Abstract
Revision hip approaches can be divided into posterior, anterior, transgluteal, and transtrochanteric. The approach chosen is dictated by what needs to be exposed and the approaches with which the surgeon is comfortable.
The posterior approach remains posterior to the gluteus medius and protects the hip abductors. The disadvantage of a posterior approach is post-operative dislocation.
The direct anterior approach is currently enjoying popularity as a primary technique. Surgeons experienced in the primary technique are applying it to revision surgery. The anterior approaches also protect the hip abductors. The disadvantage is poor access to the posterior acetabular column and mobilisation of the femur to gain access to the femoral diaphysis.
Transgluteal approaches split the gluteus medius typically keeping the anterior portion of the medius intact with the vastus lateralis. Proximal exposure is limited by the superior gluteal nerve, which is 4cm above the tip of the trochanter. The disadvantage of the transgluteal approach is difficult access to the posterior acetabular column and occasional abductor weakness.
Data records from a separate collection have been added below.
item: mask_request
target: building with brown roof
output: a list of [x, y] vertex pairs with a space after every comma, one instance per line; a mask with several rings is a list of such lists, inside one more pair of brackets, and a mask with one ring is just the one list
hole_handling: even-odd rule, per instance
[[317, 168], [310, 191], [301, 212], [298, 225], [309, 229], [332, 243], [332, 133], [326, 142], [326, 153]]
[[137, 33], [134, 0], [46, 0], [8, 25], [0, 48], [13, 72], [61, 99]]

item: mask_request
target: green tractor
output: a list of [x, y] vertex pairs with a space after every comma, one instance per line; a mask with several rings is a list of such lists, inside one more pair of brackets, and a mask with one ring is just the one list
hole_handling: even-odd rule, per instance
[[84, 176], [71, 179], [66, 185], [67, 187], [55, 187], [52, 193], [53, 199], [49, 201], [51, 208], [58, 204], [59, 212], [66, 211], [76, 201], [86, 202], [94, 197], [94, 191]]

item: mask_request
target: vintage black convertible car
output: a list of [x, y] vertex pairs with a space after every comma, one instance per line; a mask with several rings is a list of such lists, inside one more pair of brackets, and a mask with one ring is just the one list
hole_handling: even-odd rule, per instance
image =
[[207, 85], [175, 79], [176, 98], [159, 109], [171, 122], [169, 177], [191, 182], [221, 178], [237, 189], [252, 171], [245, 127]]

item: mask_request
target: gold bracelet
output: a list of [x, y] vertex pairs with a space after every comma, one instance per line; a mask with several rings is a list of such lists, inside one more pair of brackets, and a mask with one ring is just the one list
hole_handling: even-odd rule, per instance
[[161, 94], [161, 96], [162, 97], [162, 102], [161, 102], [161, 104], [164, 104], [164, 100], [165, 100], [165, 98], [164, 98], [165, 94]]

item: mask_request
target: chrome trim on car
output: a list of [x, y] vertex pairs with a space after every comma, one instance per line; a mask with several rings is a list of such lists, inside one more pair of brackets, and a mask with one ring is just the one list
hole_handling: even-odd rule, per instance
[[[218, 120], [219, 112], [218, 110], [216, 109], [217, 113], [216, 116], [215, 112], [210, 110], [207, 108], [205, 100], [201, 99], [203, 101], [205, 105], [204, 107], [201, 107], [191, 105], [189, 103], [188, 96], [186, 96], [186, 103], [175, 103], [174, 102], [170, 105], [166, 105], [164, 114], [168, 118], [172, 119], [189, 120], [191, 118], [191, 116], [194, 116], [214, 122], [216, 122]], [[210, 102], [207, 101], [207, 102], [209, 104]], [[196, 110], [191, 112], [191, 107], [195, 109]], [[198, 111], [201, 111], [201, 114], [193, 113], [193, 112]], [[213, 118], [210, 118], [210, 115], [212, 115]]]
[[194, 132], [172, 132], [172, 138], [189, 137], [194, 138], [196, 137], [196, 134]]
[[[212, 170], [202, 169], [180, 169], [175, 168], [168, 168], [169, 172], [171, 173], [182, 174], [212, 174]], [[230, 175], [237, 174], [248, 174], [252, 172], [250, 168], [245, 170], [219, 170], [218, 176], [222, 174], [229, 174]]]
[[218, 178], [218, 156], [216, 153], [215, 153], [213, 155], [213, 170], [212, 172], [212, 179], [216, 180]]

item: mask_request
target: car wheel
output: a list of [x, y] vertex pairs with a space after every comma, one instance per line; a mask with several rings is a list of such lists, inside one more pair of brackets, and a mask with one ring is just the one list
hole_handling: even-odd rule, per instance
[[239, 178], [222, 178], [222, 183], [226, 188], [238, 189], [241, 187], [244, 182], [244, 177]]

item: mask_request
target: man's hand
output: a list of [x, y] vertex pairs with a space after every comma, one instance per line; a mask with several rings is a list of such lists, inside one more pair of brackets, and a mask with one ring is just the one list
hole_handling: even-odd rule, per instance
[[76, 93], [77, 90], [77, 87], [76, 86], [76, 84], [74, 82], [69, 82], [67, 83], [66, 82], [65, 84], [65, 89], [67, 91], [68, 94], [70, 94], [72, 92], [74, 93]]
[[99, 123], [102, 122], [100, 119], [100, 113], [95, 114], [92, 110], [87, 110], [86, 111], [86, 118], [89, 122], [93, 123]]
The advantage of both the anterior and transgluteal approaches is a lower dislocation rate.
All three approaches are acceptable for revisions that only require acetabular rim and proximal femoral exposure. More extensive exposure requires modifications to these approaches or the use of a transtrochanteric approach.
Transtrochanteric approaches are defined by the length of the osteotomy (conventional or extended) and if the vastus lateralis remains attached to the trochanteric fragment (slide).
Distally extended osteotomies improve access to the femur.
Osteotomies without a distal attachment to the lateralis can be retracted proximally thus improving exposure of the ileum.